I have to admit that what I saw shocked me. I expected mobile payments to be commonplace, but I really didn’t see any more mobile payment systems that what I have seen in St. Louis. Out of the numerous businesses I visited, only three had tablet-based point-of-sale systems. I also saw very few people using their smartphone to make a payment. When I did see someone making a purchase with their phone, it was typically to pay for bus fare. There were many parking meters that accepted credit cards and mobile payments though, but Level Up and other mobile loyalty programs were no where to be found.

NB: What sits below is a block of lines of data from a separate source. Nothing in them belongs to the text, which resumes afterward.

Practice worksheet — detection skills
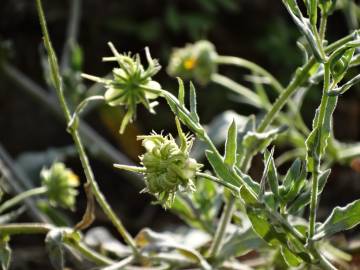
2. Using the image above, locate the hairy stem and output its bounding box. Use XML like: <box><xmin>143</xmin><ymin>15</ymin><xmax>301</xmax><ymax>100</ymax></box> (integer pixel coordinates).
<box><xmin>0</xmin><ymin>187</ymin><xmax>47</xmax><ymax>214</ymax></box>
<box><xmin>308</xmin><ymin>63</ymin><xmax>330</xmax><ymax>239</ymax></box>
<box><xmin>36</xmin><ymin>0</ymin><xmax>138</xmax><ymax>254</ymax></box>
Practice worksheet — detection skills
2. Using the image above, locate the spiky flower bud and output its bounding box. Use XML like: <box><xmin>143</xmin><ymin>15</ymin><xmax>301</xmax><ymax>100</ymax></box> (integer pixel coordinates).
<box><xmin>167</xmin><ymin>40</ymin><xmax>217</xmax><ymax>84</ymax></box>
<box><xmin>40</xmin><ymin>162</ymin><xmax>79</xmax><ymax>210</ymax></box>
<box><xmin>138</xmin><ymin>134</ymin><xmax>202</xmax><ymax>207</ymax></box>
<box><xmin>82</xmin><ymin>42</ymin><xmax>161</xmax><ymax>133</ymax></box>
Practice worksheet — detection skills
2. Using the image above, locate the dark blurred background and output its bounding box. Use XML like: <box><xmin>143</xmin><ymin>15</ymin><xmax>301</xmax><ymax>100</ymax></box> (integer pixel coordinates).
<box><xmin>0</xmin><ymin>0</ymin><xmax>360</xmax><ymax>268</ymax></box>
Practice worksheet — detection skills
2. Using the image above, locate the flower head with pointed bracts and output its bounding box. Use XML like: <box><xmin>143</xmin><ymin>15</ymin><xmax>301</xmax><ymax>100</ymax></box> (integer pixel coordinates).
<box><xmin>167</xmin><ymin>40</ymin><xmax>217</xmax><ymax>84</ymax></box>
<box><xmin>115</xmin><ymin>123</ymin><xmax>202</xmax><ymax>208</ymax></box>
<box><xmin>82</xmin><ymin>42</ymin><xmax>161</xmax><ymax>133</ymax></box>
<box><xmin>40</xmin><ymin>162</ymin><xmax>79</xmax><ymax>210</ymax></box>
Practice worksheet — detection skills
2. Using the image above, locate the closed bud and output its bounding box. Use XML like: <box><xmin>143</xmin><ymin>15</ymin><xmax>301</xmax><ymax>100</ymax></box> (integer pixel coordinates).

I realize that change takes time. In fact I recently saw research from Bain & Company that reported that 6.6% of consumers in the U.S. have used their smartphone for in-store purchases. Yes, mobile payments represent only a small fraction of in-store payments, but that number is definitely growing because that percentage increased by 103% between 2010 and 2013.

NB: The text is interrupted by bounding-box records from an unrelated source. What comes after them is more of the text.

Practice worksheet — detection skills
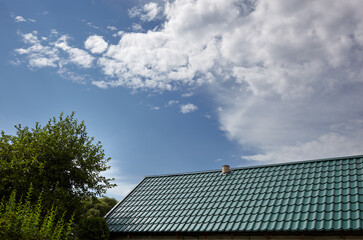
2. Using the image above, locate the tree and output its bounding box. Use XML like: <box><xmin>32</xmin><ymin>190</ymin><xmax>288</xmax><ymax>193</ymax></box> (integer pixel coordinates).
<box><xmin>78</xmin><ymin>217</ymin><xmax>110</xmax><ymax>240</ymax></box>
<box><xmin>0</xmin><ymin>188</ymin><xmax>72</xmax><ymax>240</ymax></box>
<box><xmin>0</xmin><ymin>113</ymin><xmax>115</xmax><ymax>215</ymax></box>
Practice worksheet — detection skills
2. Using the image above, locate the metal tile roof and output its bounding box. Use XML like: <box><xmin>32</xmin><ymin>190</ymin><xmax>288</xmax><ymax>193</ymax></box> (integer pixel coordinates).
<box><xmin>106</xmin><ymin>156</ymin><xmax>363</xmax><ymax>233</ymax></box>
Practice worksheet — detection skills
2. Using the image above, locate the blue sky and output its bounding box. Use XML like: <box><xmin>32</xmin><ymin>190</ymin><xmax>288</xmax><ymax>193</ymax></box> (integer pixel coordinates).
<box><xmin>0</xmin><ymin>0</ymin><xmax>363</xmax><ymax>199</ymax></box>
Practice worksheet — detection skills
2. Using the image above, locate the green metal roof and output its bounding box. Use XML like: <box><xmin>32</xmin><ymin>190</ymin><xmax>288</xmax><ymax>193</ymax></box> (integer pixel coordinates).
<box><xmin>106</xmin><ymin>156</ymin><xmax>363</xmax><ymax>233</ymax></box>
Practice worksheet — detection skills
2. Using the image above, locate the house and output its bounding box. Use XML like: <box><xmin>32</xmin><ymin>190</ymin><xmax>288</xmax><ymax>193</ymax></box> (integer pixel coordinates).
<box><xmin>105</xmin><ymin>155</ymin><xmax>363</xmax><ymax>240</ymax></box>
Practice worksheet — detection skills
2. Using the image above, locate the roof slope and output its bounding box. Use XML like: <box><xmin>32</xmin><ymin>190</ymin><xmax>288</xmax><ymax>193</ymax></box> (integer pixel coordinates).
<box><xmin>106</xmin><ymin>156</ymin><xmax>363</xmax><ymax>233</ymax></box>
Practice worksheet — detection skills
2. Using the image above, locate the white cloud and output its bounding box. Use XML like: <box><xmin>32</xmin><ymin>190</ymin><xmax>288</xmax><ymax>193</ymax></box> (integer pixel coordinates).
<box><xmin>17</xmin><ymin>0</ymin><xmax>363</xmax><ymax>161</ymax></box>
<box><xmin>180</xmin><ymin>103</ymin><xmax>198</xmax><ymax>114</ymax></box>
<box><xmin>15</xmin><ymin>30</ymin><xmax>94</xmax><ymax>69</ymax></box>
<box><xmin>131</xmin><ymin>23</ymin><xmax>144</xmax><ymax>32</ymax></box>
<box><xmin>84</xmin><ymin>35</ymin><xmax>108</xmax><ymax>54</ymax></box>
<box><xmin>166</xmin><ymin>100</ymin><xmax>179</xmax><ymax>107</ymax></box>
<box><xmin>15</xmin><ymin>31</ymin><xmax>59</xmax><ymax>68</ymax></box>
<box><xmin>107</xmin><ymin>26</ymin><xmax>117</xmax><ymax>31</ymax></box>
<box><xmin>129</xmin><ymin>2</ymin><xmax>161</xmax><ymax>22</ymax></box>
<box><xmin>150</xmin><ymin>106</ymin><xmax>160</xmax><ymax>111</ymax></box>
<box><xmin>54</xmin><ymin>35</ymin><xmax>94</xmax><ymax>68</ymax></box>
<box><xmin>14</xmin><ymin>16</ymin><xmax>26</xmax><ymax>22</ymax></box>
<box><xmin>14</xmin><ymin>16</ymin><xmax>36</xmax><ymax>22</ymax></box>
<box><xmin>181</xmin><ymin>92</ymin><xmax>194</xmax><ymax>97</ymax></box>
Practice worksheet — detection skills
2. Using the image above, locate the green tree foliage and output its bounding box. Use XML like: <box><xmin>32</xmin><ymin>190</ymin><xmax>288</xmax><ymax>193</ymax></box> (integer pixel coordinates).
<box><xmin>0</xmin><ymin>113</ymin><xmax>115</xmax><ymax>217</ymax></box>
<box><xmin>0</xmin><ymin>190</ymin><xmax>72</xmax><ymax>240</ymax></box>
<box><xmin>78</xmin><ymin>217</ymin><xmax>110</xmax><ymax>240</ymax></box>
<box><xmin>83</xmin><ymin>197</ymin><xmax>117</xmax><ymax>218</ymax></box>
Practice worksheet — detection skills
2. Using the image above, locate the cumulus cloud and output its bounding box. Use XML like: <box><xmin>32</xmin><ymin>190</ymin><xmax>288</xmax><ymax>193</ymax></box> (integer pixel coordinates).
<box><xmin>84</xmin><ymin>35</ymin><xmax>108</xmax><ymax>54</ymax></box>
<box><xmin>14</xmin><ymin>16</ymin><xmax>36</xmax><ymax>22</ymax></box>
<box><xmin>17</xmin><ymin>0</ymin><xmax>363</xmax><ymax>162</ymax></box>
<box><xmin>107</xmin><ymin>26</ymin><xmax>117</xmax><ymax>31</ymax></box>
<box><xmin>15</xmin><ymin>30</ymin><xmax>94</xmax><ymax>69</ymax></box>
<box><xmin>54</xmin><ymin>35</ymin><xmax>94</xmax><ymax>68</ymax></box>
<box><xmin>129</xmin><ymin>2</ymin><xmax>161</xmax><ymax>22</ymax></box>
<box><xmin>15</xmin><ymin>31</ymin><xmax>60</xmax><ymax>68</ymax></box>
<box><xmin>180</xmin><ymin>103</ymin><xmax>198</xmax><ymax>114</ymax></box>
<box><xmin>165</xmin><ymin>100</ymin><xmax>179</xmax><ymax>107</ymax></box>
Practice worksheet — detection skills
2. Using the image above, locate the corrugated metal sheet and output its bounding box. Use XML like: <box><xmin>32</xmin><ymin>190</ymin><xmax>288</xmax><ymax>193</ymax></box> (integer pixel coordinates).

These numbers point out that even though adoption of mobile payments is slow, now is the time that banks need to start integrating them into their financial institution’s merchant services programs. Research shows that consumers trust banks with their data more than they trust retailers, technology companies, and alternative payment providers, so this presents a great opportunity for your financial institution to capture a share of this growing market.
Keep in mind that it’s important to provide your accountholders with choices. This way you can make sure that you will have a solution that best fits the needs of each customer, instead of trying to conform them to a one-size-fits-all approach.
Because there are numerous mobile payment systems in the market today, make sure you talk to your merchant services provider about which options are best for your customers. Keep in mind that consumers want programs that deliver extra value, such as better loyalty rewards and ways to help manage their money. And it goes without saying that whatever system you choose must be secure and easy to use. But by discussing your needs with your merchant services provider you’ll be able to pick the solutions that are right for your market.